Everyone knows that you need a car seat for your child, from birth until your state mandates that he or she is old enough/large enough to sit in the back seat with a seat belt. But it’s not as simple as running to your local department store, picking out a seat, and strapping it in on the day you bring your baby home.
Like having your nursery and baby supplies set up before you leave for the hospital, you will need to prepare ahead of time because car seats are definitely not a one-size-fits-all item. Infants and toddlers need a rear-facing seat. It’s recommended that until your baby is old enough to hold his or her head up, someone should ride in the backseat with the baby, to make sure his/her head does not drop forward. This includes on your first trip home from the hospital.
Car seat safety and installation are mandated by government safety standards, just like other features related to driving a car. Before you head out to your local retailer to pick up any old car seat, it’s a wise investment to do your homework. These are safety devices that offer added protection for your child, and improper installation or use can result in tragedy.
If you are not sure what to buy, BabyList offers some recommendations for infant models that may appeal to you. Be sure to check the return policy and keep the receipt, in case for any reason your car seat does not pass inspection.
That’s right! Just like you take your car in for a safety inspection, it’s advised to take your car seat in for one, too. Every Wednesday, by appointment, the Miami-Dade Police Department offers free inspections/installations, and will teach you how to properly secure your car seat and your baby. They also offer subsidized car seats for qualifying families (based on availability). (However, they do not offer infant seats at this time.)
If you don’t have a car and rely on public transportation, a car seat will not be helpful because it cannot be safely secured. In this case, it’s advised you sit whenever possible and keep your baby strapped to you in a front-harness. If you yourself can use a seat belt on the bus, it’s encouraged that you do. Before traveling by tour/long distance bus or train, speak with the company to ask them about the safest way to travel with your infant on their carrier, as many also cannot accommodate car seats.

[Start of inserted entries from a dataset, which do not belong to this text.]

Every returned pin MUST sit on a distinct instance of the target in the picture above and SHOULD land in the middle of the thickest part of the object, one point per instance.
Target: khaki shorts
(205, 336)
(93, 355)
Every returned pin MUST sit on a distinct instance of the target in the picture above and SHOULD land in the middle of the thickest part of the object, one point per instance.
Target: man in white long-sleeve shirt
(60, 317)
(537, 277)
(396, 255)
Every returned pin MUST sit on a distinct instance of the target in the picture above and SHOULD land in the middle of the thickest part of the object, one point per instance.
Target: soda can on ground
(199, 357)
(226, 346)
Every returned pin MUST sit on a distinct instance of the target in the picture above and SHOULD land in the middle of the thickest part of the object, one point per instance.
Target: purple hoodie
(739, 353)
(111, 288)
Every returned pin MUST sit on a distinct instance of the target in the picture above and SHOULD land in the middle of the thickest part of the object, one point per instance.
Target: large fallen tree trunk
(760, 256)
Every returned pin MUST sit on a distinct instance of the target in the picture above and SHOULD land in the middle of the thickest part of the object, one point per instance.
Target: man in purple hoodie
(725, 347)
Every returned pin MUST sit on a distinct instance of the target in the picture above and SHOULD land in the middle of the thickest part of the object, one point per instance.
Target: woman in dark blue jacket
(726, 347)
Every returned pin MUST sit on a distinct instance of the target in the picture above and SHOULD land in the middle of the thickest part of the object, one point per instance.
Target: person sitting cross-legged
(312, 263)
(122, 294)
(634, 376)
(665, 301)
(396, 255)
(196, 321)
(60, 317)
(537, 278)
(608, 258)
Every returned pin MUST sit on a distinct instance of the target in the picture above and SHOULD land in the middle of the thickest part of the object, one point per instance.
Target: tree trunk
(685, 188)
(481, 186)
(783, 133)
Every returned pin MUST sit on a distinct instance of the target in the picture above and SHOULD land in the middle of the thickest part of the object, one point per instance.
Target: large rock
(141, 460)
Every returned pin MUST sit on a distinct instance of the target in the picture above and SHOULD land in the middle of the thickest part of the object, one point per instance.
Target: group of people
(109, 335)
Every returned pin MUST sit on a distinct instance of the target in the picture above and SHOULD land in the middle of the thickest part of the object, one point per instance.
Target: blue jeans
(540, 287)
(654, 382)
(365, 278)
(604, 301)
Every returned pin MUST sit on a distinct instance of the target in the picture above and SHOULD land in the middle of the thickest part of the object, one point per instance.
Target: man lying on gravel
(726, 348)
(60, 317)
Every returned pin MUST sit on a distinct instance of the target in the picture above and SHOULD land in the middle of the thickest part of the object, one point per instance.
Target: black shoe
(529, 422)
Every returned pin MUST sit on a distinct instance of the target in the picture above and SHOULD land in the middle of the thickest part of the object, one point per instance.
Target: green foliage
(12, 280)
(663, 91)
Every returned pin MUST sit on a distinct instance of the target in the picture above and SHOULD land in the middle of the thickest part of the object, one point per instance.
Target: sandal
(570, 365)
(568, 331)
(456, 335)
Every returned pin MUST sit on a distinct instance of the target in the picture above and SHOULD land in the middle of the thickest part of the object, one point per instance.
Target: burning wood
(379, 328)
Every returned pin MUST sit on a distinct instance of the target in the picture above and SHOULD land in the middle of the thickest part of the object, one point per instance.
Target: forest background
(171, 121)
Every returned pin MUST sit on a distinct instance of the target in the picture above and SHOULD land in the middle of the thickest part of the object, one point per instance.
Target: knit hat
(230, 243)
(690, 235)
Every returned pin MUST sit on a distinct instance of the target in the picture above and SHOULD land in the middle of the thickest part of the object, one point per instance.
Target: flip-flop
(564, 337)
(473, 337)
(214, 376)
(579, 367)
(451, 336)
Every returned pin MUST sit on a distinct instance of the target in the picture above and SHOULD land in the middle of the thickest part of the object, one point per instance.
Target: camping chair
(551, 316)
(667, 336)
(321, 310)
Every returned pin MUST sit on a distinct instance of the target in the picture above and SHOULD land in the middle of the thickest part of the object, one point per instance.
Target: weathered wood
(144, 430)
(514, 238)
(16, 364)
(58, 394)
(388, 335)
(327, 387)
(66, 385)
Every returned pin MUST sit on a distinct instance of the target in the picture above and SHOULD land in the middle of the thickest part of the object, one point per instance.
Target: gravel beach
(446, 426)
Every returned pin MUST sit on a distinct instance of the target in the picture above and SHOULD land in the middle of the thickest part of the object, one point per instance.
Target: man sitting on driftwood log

Practice installing and uninstalling your car seat a few times. After your initial training, go back to the Police Department training for repeated inspections to make sure you’ve got it down pat on your own.
As your child grows, they will upgrade to a front-facing seat, then to a booster seat, and finally be old enough and large enough to sit in the back seat. Each time you get a new model car seat, go back for training. If your car seat gets cracked or damaged, even slightly, bring it for inspection to make sure that none of its functionality was compromised. Each time you get a new model, take it for installation training and inspections.
Having confidence that you are correctly installing your baby’s car seat each and every time will help bring you that much closer to ensuring your child’s safety.